In a similar way, I often desire to pursue this ministry at the pace of my peers. And with good reason. I see other bloggers (even bloggers with small children) who started their blogs around the same time as me.
*I see them with thousands of subscribers.
*I see them teaching at the very conferences I have yet to attend.
*I see their blogs opening doors for them to publish books and host radio programs and work for world-famous companies.
It’s tempting to look around and say, “Wait up! God called ME to do that, too! I could write that book and teach that workshop, too! If you can do it, I can do it, too!”
And I have said those very things, in the private places of my heart. Many times.
But contrary to what I was expecting, God is not cheering me on, saying, “You go, girl. You dream BIG. And I’ll give those dreams breath and wings and life and make them even BIGGER than you could imagine.”
That’s what I want to hear. At least part of me wants to hear that.
But instead, God is saying to me,
“Your children are tender, Sandy. If you drive them too hard, they will die. Not literally die. But they will lack the attention they require, because you will be running ahead of them, pursing your ‘ministry.’ Walk at the children’s pace this year. You will arrive at your destination in the perfect time, and still preserve your family in the process.”
Please don’t misunderstand me. I am not implying that other people who are pursuing their ministries while their children are young are in any way disobeying God. I have no idea what God has spoken to anyone else. I choose to believe they are exactly where God has called them to be.
All I know for sure is what God is speaking to me about MY family.
And just so you don’t think I immediately chucked my whole plan based on that one encounter with a few verses, I will be the first one to tell you, I wasn’t so quick to undersand it or accept it.

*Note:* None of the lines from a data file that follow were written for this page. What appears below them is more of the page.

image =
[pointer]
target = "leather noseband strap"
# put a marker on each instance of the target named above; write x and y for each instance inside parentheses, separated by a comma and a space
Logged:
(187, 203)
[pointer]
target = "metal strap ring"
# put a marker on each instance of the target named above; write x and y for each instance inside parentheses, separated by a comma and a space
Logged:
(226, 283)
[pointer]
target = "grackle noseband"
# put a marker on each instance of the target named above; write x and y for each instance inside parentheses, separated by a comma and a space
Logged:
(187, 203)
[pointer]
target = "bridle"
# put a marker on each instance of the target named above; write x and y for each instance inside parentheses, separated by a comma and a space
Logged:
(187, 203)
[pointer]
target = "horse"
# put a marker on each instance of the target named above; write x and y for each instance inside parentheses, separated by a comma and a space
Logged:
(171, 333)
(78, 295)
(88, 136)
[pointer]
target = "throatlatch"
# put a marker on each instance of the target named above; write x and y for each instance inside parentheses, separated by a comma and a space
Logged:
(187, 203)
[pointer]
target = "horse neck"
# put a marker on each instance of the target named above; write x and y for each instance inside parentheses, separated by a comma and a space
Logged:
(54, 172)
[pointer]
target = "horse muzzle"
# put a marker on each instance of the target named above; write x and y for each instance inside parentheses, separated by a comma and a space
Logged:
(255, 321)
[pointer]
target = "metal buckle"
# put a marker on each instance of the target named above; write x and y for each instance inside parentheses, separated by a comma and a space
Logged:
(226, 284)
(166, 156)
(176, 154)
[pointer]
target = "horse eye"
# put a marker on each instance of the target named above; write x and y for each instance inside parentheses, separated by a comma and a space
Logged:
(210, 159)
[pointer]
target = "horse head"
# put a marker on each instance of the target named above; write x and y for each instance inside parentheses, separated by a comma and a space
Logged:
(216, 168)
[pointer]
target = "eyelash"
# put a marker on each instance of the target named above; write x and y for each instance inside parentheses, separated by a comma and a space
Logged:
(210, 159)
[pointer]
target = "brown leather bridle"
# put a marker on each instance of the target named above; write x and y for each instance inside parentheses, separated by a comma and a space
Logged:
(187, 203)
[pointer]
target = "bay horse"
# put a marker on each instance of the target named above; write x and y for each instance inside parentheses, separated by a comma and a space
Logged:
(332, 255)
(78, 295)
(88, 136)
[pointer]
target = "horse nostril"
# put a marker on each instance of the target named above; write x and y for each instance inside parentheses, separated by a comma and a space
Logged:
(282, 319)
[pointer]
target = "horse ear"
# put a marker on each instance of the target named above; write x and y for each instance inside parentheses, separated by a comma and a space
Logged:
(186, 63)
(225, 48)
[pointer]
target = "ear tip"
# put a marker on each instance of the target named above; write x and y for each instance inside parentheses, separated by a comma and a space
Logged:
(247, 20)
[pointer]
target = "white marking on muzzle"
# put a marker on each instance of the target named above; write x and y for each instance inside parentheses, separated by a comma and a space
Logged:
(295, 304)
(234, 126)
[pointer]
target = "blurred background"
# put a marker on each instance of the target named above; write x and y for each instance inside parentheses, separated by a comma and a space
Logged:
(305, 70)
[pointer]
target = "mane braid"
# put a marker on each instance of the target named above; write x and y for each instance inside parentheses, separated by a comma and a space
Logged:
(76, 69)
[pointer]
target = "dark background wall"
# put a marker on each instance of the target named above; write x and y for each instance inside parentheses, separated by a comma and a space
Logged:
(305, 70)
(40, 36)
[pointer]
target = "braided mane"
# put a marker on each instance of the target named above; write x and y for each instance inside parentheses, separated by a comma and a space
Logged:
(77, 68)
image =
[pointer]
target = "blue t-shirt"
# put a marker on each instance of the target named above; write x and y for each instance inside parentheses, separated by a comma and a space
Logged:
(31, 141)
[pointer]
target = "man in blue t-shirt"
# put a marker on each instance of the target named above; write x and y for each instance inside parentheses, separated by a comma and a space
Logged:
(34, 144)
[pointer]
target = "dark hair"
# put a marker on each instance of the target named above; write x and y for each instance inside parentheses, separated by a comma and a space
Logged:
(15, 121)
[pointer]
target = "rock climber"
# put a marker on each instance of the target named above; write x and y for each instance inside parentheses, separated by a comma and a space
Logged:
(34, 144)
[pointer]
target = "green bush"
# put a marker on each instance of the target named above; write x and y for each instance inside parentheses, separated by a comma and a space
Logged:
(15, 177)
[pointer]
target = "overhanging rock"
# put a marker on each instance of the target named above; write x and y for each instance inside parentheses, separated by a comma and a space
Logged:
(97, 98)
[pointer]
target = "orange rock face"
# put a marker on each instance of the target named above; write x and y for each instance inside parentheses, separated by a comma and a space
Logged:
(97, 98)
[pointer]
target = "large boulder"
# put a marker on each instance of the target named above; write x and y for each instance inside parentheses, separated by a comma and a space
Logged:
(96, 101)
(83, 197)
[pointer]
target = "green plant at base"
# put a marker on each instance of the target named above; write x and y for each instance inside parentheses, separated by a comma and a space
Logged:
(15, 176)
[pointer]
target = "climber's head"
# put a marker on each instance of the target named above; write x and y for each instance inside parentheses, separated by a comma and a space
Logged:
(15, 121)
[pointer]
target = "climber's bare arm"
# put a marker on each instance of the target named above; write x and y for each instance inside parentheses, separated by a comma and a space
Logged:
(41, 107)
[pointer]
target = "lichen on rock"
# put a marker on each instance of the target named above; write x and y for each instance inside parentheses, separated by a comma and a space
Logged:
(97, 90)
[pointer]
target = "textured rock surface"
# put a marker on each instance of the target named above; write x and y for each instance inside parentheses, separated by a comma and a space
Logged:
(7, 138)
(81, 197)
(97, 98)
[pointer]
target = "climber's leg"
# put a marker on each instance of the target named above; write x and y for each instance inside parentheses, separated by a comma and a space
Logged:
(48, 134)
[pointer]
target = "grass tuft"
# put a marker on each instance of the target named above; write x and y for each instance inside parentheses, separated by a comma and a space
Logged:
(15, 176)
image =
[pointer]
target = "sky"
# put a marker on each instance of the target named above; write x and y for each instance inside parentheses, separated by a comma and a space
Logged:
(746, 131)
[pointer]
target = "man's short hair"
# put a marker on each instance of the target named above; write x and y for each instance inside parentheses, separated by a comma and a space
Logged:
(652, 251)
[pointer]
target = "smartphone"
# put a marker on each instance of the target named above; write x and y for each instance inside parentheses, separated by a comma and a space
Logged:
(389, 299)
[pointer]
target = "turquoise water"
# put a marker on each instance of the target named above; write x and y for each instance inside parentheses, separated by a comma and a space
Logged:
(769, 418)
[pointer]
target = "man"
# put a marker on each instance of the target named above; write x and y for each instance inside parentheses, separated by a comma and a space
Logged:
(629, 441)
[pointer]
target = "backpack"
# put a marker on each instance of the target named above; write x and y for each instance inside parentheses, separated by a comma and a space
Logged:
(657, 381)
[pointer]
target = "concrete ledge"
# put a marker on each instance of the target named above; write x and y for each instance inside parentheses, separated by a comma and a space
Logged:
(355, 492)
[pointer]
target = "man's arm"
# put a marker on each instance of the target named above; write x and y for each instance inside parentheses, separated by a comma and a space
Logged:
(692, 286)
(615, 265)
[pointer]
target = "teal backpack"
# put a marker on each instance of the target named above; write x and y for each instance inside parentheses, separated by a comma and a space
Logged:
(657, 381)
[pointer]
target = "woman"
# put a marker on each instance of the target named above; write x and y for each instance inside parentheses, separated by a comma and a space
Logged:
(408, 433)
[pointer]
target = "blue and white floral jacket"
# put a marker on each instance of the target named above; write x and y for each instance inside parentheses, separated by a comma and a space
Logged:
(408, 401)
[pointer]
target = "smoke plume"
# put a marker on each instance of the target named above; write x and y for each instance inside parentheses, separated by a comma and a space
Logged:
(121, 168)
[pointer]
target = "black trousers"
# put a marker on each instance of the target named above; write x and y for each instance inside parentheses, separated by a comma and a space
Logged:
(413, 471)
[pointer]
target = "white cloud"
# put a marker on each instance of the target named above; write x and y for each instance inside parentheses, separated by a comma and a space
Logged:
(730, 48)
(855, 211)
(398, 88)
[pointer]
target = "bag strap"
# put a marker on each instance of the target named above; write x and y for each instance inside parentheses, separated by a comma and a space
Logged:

After I saw this scripture, I spent the next month wrestling with God over it. I talked with my husband for hours about it. I kept thinking of ways I could maybe just pursue SOME of my writing goals, but still walk at the children’s pace. Maybe build my blog a LITTLE bit, and still give ample time to the family. Maybe do SOME speaking or teaching, but still focus on the kids.
Other people can do it? Why not ME?
The more I tried to devise a plan to work some serious blogging, writing and speaking goals into my resolutions for the year, the more anxiety I felt. No matter how I sliced it, it came up “the children are tender…walk at the children’s pace.”
At least for now.
Clearly, God knows something I don’t.
About my kids.
my His ministry.
So, all of my Resolutions (except for one), flow from this theme:
The children are tender. If I push them too hard, they will die. So, I will walk at the children’s pace. And I will trust God that I will reach my destination at exactly the right moment, not a day sooner.”